Today’s fun is dyeing natural wool with powdered madder root (rubia tinctorum). Madder has been known as a dyers’ plant since ancient times. It was used to obtain shades of red but also brown and violet through mixing with other dyes such as nut shells for brown and indigo for blue. In medieval fashion which fancied bright contrasting colours red was much appreciated. Madder, before it got substituted with carmine derived from cochineal (an insect) was used all over medieval Europe. The name rubia derives from the Latin ruber and means (surprise, surprise) ‘red’ .

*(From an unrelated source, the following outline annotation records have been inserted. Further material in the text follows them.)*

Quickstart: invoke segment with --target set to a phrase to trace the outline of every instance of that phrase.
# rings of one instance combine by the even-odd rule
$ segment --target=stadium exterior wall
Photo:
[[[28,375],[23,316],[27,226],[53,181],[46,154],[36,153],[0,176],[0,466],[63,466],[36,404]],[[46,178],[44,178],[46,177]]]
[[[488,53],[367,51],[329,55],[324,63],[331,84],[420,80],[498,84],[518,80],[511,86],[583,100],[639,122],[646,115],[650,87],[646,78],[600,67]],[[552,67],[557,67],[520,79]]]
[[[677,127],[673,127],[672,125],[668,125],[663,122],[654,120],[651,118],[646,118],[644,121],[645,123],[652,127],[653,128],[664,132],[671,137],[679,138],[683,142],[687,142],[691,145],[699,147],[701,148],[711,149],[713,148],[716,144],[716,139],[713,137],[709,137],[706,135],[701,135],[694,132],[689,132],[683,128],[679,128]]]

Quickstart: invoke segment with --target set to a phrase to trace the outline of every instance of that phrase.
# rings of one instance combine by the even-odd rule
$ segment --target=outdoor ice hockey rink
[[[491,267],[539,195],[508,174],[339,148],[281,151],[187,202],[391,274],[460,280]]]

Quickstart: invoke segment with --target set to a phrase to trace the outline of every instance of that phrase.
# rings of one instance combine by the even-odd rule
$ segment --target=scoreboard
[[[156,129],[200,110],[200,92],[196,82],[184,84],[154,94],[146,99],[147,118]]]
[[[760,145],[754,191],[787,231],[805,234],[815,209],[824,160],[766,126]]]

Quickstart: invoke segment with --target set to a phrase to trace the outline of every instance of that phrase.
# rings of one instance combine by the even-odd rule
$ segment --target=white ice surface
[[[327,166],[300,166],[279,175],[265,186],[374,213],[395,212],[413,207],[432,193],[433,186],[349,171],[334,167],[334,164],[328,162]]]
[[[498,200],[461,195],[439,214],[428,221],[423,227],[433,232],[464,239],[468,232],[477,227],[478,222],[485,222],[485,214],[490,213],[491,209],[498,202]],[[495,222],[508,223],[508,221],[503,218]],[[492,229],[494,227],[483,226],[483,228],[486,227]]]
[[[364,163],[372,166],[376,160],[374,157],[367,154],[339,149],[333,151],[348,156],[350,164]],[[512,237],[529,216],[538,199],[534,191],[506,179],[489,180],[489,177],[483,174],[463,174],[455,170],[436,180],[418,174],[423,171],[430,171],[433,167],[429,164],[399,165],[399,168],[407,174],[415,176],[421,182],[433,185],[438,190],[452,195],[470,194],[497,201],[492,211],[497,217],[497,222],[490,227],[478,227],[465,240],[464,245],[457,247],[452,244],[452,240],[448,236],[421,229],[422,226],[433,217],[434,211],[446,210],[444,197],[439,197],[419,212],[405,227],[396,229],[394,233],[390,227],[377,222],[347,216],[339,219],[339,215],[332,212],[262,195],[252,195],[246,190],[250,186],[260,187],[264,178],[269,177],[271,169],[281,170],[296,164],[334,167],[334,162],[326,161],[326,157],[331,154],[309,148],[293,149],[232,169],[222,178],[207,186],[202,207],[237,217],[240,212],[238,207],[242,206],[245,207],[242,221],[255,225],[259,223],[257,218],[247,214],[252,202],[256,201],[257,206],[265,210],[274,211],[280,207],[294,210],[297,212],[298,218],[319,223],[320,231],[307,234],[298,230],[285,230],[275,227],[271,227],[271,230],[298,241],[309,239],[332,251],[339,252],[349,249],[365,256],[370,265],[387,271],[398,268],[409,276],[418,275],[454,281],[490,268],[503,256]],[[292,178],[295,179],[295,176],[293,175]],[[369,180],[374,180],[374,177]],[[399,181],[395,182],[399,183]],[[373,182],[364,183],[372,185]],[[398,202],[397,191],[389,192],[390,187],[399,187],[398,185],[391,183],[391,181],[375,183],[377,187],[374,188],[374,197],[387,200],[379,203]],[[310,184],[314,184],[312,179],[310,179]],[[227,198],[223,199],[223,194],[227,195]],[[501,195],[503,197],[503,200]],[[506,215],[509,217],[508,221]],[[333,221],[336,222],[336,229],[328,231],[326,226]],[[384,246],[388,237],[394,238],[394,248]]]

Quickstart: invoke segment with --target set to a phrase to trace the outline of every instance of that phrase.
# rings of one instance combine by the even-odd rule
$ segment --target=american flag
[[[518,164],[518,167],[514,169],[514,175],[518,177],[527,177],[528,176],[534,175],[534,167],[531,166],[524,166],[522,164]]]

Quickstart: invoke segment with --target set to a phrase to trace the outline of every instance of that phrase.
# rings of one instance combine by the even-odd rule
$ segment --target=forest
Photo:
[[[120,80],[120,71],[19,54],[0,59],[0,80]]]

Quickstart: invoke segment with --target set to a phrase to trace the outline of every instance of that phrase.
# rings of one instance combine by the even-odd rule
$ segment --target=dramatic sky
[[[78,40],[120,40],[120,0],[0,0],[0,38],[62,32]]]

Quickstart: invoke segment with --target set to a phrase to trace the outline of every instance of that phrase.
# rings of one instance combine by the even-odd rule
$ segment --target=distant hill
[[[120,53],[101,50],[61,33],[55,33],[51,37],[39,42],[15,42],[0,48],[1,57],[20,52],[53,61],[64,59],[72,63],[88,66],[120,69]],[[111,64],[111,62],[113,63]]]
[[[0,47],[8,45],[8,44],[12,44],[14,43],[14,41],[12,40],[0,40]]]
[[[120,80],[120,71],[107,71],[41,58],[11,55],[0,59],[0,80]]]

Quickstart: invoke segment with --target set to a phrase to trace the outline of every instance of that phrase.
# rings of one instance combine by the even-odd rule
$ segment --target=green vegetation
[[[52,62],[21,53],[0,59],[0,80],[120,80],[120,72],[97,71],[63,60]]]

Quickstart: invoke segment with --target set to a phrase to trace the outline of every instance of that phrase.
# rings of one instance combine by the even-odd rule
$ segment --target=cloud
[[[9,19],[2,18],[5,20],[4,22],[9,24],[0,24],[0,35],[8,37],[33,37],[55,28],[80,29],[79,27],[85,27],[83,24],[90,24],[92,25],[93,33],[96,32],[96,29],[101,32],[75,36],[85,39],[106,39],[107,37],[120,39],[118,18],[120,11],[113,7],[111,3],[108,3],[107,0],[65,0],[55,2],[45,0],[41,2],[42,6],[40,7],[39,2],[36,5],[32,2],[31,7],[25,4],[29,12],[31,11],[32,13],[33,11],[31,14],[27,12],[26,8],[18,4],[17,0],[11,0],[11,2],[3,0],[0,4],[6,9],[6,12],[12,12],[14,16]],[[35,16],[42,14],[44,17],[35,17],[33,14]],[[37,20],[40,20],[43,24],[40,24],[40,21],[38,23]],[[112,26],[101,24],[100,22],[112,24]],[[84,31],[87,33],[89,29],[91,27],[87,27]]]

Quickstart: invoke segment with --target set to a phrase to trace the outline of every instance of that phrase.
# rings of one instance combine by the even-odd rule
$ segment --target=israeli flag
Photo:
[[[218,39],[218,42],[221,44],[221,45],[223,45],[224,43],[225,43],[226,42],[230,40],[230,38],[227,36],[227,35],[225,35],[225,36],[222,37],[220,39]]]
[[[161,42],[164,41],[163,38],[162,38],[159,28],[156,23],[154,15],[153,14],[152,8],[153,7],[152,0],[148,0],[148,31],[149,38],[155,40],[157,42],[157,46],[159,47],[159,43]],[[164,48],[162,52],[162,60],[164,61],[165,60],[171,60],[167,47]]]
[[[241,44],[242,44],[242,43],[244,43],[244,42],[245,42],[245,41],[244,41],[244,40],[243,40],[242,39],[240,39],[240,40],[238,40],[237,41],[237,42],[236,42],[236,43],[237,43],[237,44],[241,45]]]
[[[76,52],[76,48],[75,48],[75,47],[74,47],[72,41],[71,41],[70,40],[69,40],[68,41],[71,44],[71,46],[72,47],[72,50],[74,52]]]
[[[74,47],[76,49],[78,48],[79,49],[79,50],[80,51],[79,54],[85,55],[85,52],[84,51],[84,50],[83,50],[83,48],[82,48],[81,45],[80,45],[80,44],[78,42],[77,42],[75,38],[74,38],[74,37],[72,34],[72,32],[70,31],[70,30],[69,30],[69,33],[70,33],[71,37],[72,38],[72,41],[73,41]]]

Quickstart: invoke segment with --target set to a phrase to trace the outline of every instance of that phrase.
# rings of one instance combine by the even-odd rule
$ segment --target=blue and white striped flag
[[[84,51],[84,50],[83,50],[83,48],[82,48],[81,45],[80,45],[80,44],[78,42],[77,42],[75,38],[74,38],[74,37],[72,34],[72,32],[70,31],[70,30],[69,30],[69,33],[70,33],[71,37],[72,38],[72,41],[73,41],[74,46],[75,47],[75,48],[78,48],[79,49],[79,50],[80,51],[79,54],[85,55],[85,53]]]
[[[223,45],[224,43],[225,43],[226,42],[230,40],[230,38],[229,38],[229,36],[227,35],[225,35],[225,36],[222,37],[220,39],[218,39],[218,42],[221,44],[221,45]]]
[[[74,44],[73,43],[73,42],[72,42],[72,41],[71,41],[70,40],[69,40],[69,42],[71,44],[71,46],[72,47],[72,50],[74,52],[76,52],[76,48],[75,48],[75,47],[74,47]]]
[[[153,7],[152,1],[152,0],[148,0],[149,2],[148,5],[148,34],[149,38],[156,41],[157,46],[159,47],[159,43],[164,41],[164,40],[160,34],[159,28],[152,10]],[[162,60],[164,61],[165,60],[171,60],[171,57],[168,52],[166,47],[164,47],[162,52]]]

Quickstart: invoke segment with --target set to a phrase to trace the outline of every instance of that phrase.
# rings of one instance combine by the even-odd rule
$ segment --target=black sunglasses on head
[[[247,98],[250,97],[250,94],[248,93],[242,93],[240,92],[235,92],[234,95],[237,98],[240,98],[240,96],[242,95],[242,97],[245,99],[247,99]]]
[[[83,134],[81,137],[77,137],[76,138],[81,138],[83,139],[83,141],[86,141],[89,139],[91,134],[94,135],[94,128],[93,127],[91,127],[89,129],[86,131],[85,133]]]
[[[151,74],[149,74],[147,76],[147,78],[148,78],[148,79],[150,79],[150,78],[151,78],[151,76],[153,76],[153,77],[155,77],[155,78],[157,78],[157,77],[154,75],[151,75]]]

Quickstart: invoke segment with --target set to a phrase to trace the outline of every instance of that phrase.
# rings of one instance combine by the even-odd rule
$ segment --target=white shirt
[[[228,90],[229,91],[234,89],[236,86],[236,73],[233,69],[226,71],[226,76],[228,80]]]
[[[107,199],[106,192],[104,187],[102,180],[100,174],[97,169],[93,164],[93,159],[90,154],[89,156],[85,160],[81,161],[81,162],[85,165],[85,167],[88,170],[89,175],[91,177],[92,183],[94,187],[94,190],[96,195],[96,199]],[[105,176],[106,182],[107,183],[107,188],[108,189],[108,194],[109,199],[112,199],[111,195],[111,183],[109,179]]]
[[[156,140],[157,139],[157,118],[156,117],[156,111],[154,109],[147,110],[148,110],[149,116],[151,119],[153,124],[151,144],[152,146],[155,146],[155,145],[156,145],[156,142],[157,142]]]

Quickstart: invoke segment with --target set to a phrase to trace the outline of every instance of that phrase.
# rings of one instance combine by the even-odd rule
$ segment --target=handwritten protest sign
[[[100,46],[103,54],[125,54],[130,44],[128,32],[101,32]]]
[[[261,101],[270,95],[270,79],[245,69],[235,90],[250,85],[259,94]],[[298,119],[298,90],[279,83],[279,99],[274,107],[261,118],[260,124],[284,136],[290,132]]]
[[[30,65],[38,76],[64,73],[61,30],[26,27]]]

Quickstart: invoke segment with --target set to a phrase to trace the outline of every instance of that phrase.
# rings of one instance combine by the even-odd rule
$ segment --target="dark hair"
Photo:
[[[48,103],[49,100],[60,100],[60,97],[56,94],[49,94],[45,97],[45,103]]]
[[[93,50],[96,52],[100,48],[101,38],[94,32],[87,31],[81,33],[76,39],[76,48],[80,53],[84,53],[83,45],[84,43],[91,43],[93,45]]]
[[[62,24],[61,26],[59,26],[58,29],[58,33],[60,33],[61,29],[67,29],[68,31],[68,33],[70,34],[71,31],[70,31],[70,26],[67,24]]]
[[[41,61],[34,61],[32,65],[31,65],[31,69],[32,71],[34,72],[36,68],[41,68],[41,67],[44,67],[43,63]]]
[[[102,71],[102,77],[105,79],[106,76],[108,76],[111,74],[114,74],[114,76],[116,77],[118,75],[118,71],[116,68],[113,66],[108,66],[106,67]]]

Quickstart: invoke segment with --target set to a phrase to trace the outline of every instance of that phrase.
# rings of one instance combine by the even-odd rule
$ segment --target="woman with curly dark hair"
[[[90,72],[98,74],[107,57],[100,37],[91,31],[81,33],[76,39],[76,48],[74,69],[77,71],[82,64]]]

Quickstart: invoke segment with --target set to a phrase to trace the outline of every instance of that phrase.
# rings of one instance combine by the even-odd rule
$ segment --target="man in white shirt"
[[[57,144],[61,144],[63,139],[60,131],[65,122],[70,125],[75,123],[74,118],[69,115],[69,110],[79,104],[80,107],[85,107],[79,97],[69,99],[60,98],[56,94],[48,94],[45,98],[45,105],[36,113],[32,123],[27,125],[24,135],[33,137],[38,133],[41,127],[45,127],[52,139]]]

In my reenactment group and ngo we try to experiment and make things ourselves, hoping to learn (and have fun!) by doing. While weaving is my main activity, I have never tried dyeing the yarn I use. The process turned out pretty enjoyable and definitely doable at home.
- I started with soaking wool (about 100 g, ca 300 m) for a couple of hours in warm (not hot) water.
- Meanwhile, I prepared the dye bath. There are plenty of very precise instructions in the Internet how to measure the amount of dye you need and when to add the mordant but the truth is there is no “perfect red” or any exact result I was aiming at. I wanted to see if it works at all, if the pigment I got was strong, if wool dyeing is doable in your kitchen. So in the spirit of experiment I added in a handful of madder root and a tablespoon of alum. Alum works as a mordant – a substance that makes the pigment stick to wool fibers better.
- I heated the bath until the madder root powder dissolved but as advised by all (Internet) dyers, I avoided boiling it. If you have madder root in larger pieces, put it in a small cotton or linen bag before placing it in the pot. This way you can avoid the pain of having it all over your yarn.
- I soaked the wool in the dye pot and left it on heat for a couple of hours. Again, I wasn’t very precise. It was about 1.5 to 2 hours. Stirred occasionally (too much can make wool felt and ruin your effort).
- I rinsed the wool several times until the water ran fairly clear.
The colour came out beautiful. As I used a bit of light gray and white yarn, I got different shades of orange red. All nice. I used this wool to weave a band with the Oseberg pattern. Can’t wait to use more of it! The only thing is that hand dyed wool can’t be machine washed and when exposed to too much sunlight, the colour might gradually fade away. But hey, this what experiments are all about, we’re learning all the time!